Excellent replacement Bench Press - p
ush-ups.Try to make the most of your own body weight exercises.Put your hands on the floor shoulder-width apart, feet should be pulled back, feet parallel to each other.Lift the toes, back and legs should form a straight line.Bend your elbows and linger for a moment at the bottom, go up.Repeat the maximum number of times in the three approaches.Once you have mastered the technique of execution of such a push-start to change the width of the arrangement of the hands, emphasizing the work different muscle groups.When push-ups involving the following muscles: chest, lower back, deltoid and triceps.

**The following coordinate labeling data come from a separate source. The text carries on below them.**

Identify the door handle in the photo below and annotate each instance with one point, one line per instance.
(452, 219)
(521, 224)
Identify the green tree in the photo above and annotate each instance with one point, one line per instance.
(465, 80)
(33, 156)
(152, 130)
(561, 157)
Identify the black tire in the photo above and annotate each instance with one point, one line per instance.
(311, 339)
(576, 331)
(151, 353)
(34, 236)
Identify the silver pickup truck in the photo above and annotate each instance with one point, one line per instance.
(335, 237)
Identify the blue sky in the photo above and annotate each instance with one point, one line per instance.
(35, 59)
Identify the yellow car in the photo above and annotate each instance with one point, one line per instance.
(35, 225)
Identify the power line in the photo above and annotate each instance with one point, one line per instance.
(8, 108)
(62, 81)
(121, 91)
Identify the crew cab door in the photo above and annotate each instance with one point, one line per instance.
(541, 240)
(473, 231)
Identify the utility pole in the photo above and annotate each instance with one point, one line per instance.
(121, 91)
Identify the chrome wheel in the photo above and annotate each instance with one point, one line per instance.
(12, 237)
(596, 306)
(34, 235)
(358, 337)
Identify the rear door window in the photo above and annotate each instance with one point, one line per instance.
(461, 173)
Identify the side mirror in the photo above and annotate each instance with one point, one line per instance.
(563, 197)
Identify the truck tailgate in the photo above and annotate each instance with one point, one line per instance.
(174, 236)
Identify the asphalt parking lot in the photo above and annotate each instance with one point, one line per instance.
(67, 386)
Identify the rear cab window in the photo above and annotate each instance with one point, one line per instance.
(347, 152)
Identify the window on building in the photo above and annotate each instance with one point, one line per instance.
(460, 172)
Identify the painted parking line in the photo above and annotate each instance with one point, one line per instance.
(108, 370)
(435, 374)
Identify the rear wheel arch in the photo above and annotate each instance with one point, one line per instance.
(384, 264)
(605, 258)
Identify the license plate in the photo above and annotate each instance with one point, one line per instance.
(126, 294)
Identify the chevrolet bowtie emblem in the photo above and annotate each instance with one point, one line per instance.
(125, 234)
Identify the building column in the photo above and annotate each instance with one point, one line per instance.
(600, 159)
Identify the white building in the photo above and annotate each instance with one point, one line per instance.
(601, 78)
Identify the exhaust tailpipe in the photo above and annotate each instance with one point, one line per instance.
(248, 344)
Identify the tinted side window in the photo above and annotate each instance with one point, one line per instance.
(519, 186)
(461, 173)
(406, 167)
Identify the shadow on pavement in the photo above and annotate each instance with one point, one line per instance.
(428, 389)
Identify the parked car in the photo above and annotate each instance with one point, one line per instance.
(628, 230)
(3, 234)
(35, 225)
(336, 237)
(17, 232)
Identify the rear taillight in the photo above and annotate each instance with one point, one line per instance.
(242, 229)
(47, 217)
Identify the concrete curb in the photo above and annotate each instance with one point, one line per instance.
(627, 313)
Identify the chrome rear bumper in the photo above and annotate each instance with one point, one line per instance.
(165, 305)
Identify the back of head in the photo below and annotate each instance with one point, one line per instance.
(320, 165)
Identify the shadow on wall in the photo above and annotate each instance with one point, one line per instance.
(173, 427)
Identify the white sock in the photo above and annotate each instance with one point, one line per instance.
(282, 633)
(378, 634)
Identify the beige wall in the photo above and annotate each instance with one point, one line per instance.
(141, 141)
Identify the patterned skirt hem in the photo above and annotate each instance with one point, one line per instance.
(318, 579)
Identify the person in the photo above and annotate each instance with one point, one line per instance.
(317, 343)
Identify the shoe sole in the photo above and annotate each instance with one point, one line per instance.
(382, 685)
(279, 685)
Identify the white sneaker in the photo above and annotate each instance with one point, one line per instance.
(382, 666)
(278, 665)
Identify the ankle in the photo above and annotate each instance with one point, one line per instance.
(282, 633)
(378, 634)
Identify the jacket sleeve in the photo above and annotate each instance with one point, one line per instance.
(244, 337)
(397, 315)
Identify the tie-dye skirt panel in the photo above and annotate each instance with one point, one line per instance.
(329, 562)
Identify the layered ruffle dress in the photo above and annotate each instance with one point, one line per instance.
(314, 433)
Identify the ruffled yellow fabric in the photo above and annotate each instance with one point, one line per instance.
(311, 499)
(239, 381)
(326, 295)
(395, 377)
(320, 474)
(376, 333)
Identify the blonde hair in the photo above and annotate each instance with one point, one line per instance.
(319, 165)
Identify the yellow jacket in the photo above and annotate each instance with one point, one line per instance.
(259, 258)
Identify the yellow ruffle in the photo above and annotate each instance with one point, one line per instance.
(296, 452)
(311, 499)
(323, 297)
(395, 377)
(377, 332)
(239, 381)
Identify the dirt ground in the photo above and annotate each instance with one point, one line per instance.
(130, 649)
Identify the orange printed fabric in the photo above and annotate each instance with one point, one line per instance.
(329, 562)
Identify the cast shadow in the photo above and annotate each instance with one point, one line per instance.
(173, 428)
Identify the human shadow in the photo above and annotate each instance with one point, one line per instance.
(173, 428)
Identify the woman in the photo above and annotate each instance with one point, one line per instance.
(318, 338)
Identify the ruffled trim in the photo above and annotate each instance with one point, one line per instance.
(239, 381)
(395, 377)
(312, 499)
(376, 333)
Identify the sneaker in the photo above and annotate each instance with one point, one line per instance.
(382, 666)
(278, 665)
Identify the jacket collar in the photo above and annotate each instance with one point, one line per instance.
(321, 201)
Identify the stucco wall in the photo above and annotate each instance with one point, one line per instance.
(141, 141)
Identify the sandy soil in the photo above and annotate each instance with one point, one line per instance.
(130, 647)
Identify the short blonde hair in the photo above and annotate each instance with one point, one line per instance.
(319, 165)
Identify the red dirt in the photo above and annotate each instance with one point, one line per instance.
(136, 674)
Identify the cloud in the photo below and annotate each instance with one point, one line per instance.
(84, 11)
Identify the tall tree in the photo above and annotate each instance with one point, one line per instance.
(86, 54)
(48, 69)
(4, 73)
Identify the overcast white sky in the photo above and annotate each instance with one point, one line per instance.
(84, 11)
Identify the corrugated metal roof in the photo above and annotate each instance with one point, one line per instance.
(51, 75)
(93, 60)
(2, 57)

hour after breakfast, do pull-ups (not recommended to do push-ups before a meal).For non-trained teens pull seem difficult, even impossible exercise.But after a few months of systematic training you will achieve impressive results.Traditional variant - tightening grip average.The main emphasis is on the forearm flexors, back muscles and biceps.Grasp the bar, the grip should be equal to the width of the shoulders.Hang cross-legged and slightly arch your back.Start tightened, reducing shovels and try to touch the breast bar.Then lower and fully straighten your arms back for a better stretch.Do the maximum amount of exercise.
for recruitment of muscle mass is not necessary to follow a complicated diet.The main thing - to turn the diet of more meat and dairy products, limit the consumption of pastries, sweets, crackers and all sorts of chips.Take vitamin complex.And remember, to create a sports figure in adolescence is much easier than adults.For more serious training with heavy weights can begin after the age of eighteen.